Xijinping waktu jadi Sekretaris Partai wilayah Sanghai, dia perintahkan agar digelar World Expo di Shanghai. Walikota dan Gubernur bingung mencari tempat untuk expo yang sesuai dengan standar dunia. Maklum cari tanah di shanghai tidak mudah. Kalaupun  ada sudah sangat mahal. Kalaupun ada lahan itu adalah kawasan kumuh  di pinggir sungai. Disitu ada 18.000 keluarga tingga. Berbulan bulan sosialisasi dilakukan, tetap saja rakyat tidak mau pindah dari lokasi itu. Akhirnya Gubernur Shanghai perintahkan agar kawasan itu digusur paksa.


”Slogan expo adalah Kota yang Lebih Baik, Kehidupan yang Lebih Baik, tetapi mana kehidupan yang lebih baik bagi saya?” gugat Zhou Chunron, seorang pekerja pabrik baja yang terusir dari apartemennya seluas 16 meter persegi. Bagi Zhou dan 18.000 keluarga lainnya yang dipaksa pindah, expo ini tidak memberikan kesempatan untuk memprotes. ”Kalau mau protes, silakan di tempat lain,” ujar Huang Jianzhi, Deputi Direktur Jenderal Expo. The show must go on. 


Tetapi apa yang terjadi setelah expo selesai digelar ? Kawasan kumuh menjadi kawasan pameran ( expo),  telah beralih wajah menjadi tempat parkir, gedung pencakar langit, atau pusat perbelanjaan megah. Gedung apartement mewah dan RUSUN untuk rakyat yang bersanding saling bersinergi. Akibatnya, rakyat yang terusir itu kembali ke kawasan Expo. Mereka terkejut. Di kawasan itu lapangan pekerjaan tersedia mudah. Mereka menempati RUSUN itu dengan dukungan subsidi sewa dan kepemilikan.

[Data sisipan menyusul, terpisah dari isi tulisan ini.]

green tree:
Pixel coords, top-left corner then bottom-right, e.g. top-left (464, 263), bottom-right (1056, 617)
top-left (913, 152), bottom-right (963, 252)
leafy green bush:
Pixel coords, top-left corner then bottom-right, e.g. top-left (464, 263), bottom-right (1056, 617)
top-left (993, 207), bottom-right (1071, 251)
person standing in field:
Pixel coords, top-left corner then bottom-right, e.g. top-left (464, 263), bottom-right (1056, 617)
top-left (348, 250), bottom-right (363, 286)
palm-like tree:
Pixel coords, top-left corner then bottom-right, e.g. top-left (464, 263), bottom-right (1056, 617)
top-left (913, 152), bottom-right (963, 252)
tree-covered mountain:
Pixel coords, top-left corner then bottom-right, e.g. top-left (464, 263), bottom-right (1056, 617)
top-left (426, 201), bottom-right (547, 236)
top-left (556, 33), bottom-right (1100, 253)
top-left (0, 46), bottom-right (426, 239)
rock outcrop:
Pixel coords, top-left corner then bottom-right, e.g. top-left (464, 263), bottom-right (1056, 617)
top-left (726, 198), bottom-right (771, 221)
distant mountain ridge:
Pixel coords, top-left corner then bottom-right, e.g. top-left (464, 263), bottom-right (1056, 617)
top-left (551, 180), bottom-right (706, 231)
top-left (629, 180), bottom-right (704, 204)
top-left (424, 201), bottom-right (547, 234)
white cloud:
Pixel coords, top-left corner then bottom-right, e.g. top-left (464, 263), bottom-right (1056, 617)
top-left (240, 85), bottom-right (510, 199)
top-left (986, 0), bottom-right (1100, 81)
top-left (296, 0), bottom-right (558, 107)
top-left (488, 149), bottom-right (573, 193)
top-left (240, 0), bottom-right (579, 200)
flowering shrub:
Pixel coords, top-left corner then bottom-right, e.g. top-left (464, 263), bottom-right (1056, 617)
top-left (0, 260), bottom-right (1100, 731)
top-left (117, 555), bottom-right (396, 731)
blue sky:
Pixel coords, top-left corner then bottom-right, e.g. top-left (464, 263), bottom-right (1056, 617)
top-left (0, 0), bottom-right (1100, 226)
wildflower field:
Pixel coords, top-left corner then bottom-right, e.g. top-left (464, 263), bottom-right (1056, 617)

Kawasan baru itu bukan saja berubah wajah tetapi juga mengubah standar hidup dan fasilitas yang bisa mereka terima dengan mudah dari sebelumnya. “ China melakukan segala hal dengan lebih baik lagi, seolah tiada lagi batas kemampuan orang China. Ini adalah kekuatan persuasi, bukan kekuatan senjata api,” ujar Shen Dingli, Direktur dari Pusat Studi AS di Universitas Fudan, Shanghai. 


“ Apa yang mereka pahami tentang hak bersama, kalau mereka sendiri tidak tahu hak mereka ada dimana?  Rakyat yang masih terbelakang pengetahuannya , mudah sekali diteror informasi. Mereka bingung. Berada diantara percaya dan tidak. Orang yang bingung itu jelas lebih buruk. Di Sabana, gerombolan domba yang kebingungan ditengah kumpulan hewan, akan jadi target predator. Karena dia lambat bersikap dan tidak menyadari dia sudah jadi target untuk dihabisi. Manusia dan domba sama saja kalau dia lemah literasi” Kata teman saya di China.


Demokrasi itu jelas bukan diktator. Tetapi di tengah komunitas yang rendah literasi politik dan pengetahuannya, demokrasi itu lebih buruk daripada diktator. Mengapa? komunitas yang rendah literasinya itu sama dengan domba. Tidak ada anjing yang lead gembala itu menghadapi sang predator. Yang ada adalah gerombolan Srigala yang bersepakat menjadikan domba itu korban atas nama UU dan aturan. Rakyat tidak menyadari itu. Karena Srigalanya berbulu domba.


***


Rizal, namanya. Dia driver Ojol “ Waktu Pilgub DKI, saya berharap sangat Anies bisa menang dan hidup saya sebagai pedagang kecil bisa sukses di Jakarta. Tetapi setelah dia jadi Gubernur, kios di Tanah Abang jadi sepi karena jalanan diserobot kaki lima. Konsumen malas belanja di kios. Lambat laun, dagangan sepi dan akhirnya saya sulit bayar sewa yang selangit. Terpaksa tutup.  Saya coba turun ke kaki lima. Ternyata lebih brutal. Jalanan dikuasai oleh preman. Uang tip preman lebih mencekik dan kompetisi lebih gila. Akhirnya saya benar benar bangkrut. “ Katanya.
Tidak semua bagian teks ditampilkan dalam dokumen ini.